3 March 2026
Chicago 12, Melborne City, USA

Leaked Intel Core Ultra 7 356H Benchmark Scores Reveal Middling Gains

Intel’s Core Ultra 356H is an upcoming 16-core (4 P-cores, 12 E-cores) mobile Panther Lake CPU. Although official review embargoes for the rest of Intel’s Panther Lake CPUs are said to be right around the corner, supposed performance benchmarks for Intel’s latest have already started to leak, with Cinebench R23 and 3DMark Steel Nomad Light results coming by way of @realVictor_M on X. The results indicate strong multicore performance but stagnant single-core scores compared to Intel’s last-generation chips.
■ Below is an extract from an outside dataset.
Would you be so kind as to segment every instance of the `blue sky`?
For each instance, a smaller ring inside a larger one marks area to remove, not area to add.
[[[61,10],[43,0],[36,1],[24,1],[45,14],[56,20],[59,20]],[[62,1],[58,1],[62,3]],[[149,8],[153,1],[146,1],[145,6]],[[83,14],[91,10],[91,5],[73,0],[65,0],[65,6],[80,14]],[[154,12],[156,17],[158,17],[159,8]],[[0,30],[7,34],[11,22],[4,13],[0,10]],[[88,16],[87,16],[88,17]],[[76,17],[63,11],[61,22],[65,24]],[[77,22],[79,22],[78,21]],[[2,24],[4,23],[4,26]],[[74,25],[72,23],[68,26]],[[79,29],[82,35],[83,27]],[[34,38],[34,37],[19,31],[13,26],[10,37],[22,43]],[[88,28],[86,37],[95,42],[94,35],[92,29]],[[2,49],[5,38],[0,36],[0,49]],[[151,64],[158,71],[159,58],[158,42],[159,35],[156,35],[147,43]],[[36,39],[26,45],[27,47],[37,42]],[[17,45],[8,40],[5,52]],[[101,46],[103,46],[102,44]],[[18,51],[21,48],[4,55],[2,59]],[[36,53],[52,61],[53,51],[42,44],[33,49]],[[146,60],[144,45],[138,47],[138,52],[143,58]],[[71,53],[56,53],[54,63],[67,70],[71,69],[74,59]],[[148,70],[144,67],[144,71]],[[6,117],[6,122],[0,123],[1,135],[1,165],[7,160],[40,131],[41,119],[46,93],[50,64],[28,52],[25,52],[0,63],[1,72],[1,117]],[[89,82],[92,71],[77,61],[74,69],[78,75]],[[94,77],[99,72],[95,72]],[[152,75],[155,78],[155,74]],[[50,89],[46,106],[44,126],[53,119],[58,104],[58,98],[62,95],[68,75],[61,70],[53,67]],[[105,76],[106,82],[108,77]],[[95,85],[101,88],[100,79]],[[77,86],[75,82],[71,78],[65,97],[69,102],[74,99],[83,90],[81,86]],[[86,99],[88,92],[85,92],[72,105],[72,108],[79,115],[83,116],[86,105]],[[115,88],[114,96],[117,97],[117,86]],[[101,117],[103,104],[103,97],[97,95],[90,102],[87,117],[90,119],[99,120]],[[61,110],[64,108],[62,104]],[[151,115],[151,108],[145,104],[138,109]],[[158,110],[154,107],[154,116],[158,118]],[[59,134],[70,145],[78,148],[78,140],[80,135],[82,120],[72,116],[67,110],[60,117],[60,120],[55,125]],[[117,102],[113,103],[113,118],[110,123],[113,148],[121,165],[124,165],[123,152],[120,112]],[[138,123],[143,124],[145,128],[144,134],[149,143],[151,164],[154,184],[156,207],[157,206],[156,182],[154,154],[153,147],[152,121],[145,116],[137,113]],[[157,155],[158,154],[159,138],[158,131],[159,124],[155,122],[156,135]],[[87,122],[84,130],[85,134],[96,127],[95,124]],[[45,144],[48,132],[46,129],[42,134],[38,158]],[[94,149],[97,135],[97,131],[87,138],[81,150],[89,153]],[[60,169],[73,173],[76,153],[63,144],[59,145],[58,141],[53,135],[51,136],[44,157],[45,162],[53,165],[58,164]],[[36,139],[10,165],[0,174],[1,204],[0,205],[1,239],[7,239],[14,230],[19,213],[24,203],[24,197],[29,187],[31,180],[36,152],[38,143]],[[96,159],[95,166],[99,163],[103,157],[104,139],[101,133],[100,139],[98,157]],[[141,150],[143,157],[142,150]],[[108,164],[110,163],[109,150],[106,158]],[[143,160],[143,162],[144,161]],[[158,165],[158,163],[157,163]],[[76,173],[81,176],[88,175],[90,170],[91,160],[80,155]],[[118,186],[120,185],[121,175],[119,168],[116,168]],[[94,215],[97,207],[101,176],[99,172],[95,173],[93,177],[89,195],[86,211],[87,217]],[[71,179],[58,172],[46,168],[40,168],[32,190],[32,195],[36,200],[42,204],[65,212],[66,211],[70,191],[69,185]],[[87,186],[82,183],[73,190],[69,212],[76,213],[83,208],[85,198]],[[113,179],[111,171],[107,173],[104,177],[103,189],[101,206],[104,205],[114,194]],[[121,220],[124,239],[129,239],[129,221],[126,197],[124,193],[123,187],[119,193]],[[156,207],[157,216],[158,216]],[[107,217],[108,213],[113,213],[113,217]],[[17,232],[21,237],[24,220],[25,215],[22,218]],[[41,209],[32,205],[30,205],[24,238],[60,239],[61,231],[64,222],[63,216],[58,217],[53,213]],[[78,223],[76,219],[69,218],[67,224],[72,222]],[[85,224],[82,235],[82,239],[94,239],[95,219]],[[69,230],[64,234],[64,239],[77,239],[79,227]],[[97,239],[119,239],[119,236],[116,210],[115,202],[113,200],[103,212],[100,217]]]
The iGPU is also notably slower, since the Arc 140V iGPU in the outgoing Core Ultra 7 255H has significantly more cores than the new Intel Graphics 4 Xe3 iGPU in the Panther Lake chip.

According to the leaker, whose results are so far unverified, the Core Ultra 7 356H scored 2013 points in the Cinebench R23 single-core benchmark and 20,721 points in the Cinebench R23 multicore test. For reference, this is slightly ahead of the outgoing Core Ultra 7 255H, which features two more P-cores and two fewer E-cores and averages around 18,679 points in the Cinebench R23 multicore benchmark. Single-core scores, for their part, are about dead even, with the 255H averaging around 2060 points in the R23 single-core benchmark. In the 3DMark Steel Nomad Light test, the Panther Lake iGPU scored 2,110 points. By comparison, its predecessor’s average score in the same benchmark ranges between 3,279 and 3,532 points, depending on whether the benchmark is running in DX12 or Vulkan mode. The upcoming laptop CPUs will have to contend with AMD’s new Ryzen AI 400 APUs, which have already started showing up in laptops and have shown to perform admirably in comparison with current-gen Intel CPUs.